District Attorney Matthew Weintraub parried one question after another by saying he couldn’t — or wouldn’t — answer.
Police were back at the farm Thursday, digging away in the dust and the 90-degree-plus heat and using plywood to shore up the deep, tent-covered trench that they excavated at the spot where Weintraub said dogs managed to “smell these poor boys 12½ feet below the ground.”
For days, TV news helicopters trained their cameras on the excavation, creating an unsettling racket but allowing the public to follow the forensic work from their office computers. On one day, viewers could watch investigators haul up buckets of dirt and sift it through handheld screens in what looked like an archaeological dig.
When the prosecutor held a dramatic midnight Wednesday news conference to announce the discovery of remains, Claire Vandenberg, of neighboring New Hope, gathered around a TV with a group of friends to hear developments on what she said is “all we talk about.”
“It seemed almost like a horror film or something, just unraveling before our eyes,” she said.

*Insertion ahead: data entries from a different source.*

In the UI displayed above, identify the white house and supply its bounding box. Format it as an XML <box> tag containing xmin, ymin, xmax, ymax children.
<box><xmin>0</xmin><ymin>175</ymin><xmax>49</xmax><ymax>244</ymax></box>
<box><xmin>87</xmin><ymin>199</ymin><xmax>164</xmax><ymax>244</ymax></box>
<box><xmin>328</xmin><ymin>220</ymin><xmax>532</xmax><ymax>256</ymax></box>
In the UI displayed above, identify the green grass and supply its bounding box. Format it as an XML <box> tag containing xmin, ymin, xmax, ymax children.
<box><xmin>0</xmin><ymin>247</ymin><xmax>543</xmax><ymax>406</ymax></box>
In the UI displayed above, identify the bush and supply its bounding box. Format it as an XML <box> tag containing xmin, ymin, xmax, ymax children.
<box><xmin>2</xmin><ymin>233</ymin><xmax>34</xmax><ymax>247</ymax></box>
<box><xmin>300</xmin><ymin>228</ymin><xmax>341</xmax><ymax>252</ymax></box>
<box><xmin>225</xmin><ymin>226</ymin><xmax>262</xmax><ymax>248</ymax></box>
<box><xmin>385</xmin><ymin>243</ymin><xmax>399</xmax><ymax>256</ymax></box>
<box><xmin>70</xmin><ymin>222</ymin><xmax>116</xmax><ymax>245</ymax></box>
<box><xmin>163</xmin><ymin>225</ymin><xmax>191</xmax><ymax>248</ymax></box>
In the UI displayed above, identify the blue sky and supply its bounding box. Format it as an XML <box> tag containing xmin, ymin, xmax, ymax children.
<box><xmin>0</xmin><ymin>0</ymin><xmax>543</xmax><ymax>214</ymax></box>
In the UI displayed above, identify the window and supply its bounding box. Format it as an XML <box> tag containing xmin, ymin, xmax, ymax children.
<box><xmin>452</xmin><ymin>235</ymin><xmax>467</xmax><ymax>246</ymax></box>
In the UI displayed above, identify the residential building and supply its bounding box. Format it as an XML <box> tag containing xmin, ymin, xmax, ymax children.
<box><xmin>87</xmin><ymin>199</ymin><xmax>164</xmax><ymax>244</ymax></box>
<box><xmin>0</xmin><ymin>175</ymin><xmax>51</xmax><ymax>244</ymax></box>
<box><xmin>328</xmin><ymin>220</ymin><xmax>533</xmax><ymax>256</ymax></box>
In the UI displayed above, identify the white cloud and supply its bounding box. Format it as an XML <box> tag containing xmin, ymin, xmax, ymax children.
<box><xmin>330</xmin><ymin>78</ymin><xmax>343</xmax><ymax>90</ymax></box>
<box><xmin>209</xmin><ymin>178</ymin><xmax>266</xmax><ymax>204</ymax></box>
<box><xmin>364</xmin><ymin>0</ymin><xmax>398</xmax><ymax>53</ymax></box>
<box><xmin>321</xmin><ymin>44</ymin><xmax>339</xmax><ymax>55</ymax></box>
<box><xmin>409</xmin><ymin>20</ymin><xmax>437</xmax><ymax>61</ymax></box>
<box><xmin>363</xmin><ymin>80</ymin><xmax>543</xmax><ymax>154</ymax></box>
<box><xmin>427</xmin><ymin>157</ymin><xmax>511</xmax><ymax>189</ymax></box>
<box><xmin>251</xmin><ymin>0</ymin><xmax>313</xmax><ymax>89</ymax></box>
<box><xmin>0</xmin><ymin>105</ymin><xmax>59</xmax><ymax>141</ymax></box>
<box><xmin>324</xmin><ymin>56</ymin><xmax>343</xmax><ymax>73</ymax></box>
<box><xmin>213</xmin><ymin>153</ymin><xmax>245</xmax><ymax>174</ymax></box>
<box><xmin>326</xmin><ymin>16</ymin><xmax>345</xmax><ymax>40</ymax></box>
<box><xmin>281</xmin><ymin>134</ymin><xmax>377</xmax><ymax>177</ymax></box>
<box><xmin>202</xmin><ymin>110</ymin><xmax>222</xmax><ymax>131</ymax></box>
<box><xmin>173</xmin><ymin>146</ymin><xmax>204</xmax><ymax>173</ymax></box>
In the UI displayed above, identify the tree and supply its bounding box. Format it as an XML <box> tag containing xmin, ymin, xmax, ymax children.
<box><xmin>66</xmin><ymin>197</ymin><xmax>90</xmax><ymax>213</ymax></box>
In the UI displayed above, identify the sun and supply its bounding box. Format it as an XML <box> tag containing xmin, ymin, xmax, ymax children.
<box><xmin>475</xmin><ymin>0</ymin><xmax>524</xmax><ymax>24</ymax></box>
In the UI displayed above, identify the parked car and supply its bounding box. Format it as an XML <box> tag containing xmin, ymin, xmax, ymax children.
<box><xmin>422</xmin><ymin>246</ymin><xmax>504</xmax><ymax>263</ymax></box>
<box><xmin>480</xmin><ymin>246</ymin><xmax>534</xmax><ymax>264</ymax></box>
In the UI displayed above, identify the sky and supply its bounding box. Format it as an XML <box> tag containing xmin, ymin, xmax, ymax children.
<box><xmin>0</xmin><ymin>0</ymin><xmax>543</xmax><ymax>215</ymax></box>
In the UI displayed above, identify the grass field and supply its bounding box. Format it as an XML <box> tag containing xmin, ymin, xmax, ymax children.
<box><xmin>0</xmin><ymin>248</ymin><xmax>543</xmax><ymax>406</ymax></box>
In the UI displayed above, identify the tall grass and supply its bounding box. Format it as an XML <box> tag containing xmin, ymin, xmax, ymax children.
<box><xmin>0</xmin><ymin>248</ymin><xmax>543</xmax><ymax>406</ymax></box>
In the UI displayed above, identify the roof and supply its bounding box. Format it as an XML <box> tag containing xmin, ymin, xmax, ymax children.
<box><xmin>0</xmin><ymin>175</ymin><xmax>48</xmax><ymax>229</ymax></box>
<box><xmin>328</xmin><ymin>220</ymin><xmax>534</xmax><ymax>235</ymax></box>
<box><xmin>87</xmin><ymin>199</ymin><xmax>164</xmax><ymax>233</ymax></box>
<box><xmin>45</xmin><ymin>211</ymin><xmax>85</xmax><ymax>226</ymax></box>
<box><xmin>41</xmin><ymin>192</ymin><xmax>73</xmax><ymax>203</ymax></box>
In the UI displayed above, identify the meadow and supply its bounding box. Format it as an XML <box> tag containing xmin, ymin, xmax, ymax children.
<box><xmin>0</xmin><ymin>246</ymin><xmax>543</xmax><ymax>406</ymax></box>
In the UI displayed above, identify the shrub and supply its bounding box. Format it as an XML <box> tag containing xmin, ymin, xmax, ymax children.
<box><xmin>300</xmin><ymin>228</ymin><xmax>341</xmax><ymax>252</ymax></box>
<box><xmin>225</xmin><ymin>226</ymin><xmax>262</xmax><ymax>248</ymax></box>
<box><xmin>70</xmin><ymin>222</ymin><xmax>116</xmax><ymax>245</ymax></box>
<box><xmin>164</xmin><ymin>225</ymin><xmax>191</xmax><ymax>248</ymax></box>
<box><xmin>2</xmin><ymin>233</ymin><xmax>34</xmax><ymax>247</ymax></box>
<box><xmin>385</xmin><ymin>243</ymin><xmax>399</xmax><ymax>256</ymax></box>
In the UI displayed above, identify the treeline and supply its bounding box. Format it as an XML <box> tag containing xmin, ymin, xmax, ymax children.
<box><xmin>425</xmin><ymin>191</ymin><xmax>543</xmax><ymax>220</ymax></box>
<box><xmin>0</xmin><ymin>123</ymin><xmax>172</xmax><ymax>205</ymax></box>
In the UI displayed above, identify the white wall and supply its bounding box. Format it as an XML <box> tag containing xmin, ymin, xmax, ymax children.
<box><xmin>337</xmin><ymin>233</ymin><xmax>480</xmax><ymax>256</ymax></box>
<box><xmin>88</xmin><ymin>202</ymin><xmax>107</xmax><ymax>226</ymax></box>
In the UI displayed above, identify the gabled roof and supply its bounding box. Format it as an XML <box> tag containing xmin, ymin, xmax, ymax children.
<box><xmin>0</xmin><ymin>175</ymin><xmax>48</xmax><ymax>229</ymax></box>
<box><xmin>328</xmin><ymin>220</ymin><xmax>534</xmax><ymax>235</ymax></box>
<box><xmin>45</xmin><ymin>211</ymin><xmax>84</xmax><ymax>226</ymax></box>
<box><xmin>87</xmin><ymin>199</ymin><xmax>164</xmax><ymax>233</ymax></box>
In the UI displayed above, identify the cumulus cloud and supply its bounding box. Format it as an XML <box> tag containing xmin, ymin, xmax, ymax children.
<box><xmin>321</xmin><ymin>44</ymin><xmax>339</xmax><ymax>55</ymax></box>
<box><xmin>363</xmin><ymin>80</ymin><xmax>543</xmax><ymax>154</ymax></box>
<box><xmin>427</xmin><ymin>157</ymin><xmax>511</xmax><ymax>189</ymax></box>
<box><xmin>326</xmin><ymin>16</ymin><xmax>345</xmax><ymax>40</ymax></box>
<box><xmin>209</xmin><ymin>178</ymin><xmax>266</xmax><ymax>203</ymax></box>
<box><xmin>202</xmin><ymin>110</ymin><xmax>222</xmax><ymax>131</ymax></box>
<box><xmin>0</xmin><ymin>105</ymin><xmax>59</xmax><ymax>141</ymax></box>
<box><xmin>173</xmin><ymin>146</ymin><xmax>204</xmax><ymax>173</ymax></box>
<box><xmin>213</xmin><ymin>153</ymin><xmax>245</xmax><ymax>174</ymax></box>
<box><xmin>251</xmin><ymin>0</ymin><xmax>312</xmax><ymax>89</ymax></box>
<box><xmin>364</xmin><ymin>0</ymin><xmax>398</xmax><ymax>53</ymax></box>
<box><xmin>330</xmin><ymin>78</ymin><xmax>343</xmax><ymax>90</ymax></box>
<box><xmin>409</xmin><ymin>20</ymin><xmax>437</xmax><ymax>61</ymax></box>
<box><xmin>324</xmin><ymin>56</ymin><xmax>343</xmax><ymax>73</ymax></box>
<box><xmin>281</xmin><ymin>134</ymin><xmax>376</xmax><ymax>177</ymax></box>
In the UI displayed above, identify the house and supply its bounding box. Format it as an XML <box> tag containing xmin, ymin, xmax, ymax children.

Authorities have not revealed any details about how the victims found in the grave may have died or how they got there. The prosecutor had said he thought a backhoe may have been on the property.
Susan Coleman told news outlets that she and her husband were in their backyard last Saturday afternoon when they heard several rounds of what they believed was shotgun fire coming from the direction of the DiNardo farm.
“This person was going bananas,” she told phillyvoice.com.
Eric Beitz, who said he had hung out with DiNardo in recent weeks, told philly.com that DiNardo routinely sold guns and on multiple occasions had talked “about weird things like killing people and having people killed.”
DiNardo, whose parents own construction and concrete businesses in the Philadelphia area, has had a few brushes with the law over the past year.
He was arrested on Monday on an unrelated gun charge dating from February, accused of illegally possessing a shotgun and ammunition after being involuntarily committed to a mental institution.
His father bailed him out, but he was jailed again later in the week on the stolen-car charges, and bail was set much higher, after a prosecutor said he was a danger to the community because he had been diagnosed as schizophrenic.
His social media posts suggest an avid interest in hunting, fishing and Air Jordan sneakers, which he appeared to sell online. He had enrolled in a nearby college as a commuter student, with hopes of studying abroad in Italy, according to an article on the college website.
The other missing men are Mark Sturgis, 22, and Thomas Meo, 21, who worked together in construction, and Jimi Taro Patrick, 19, a student at Loyola University in Baltimore. Patrick and DiNardo had attended the same Catholic high school for boys.
It was the discovery of Meo’s car on a DiNardo family property a half-mile from the farm that led to Cosmo DiNardo’s re-arrest.
An attorney for DiNardo’s parents said they sympathized with the families of the men and were cooperating in the investigation.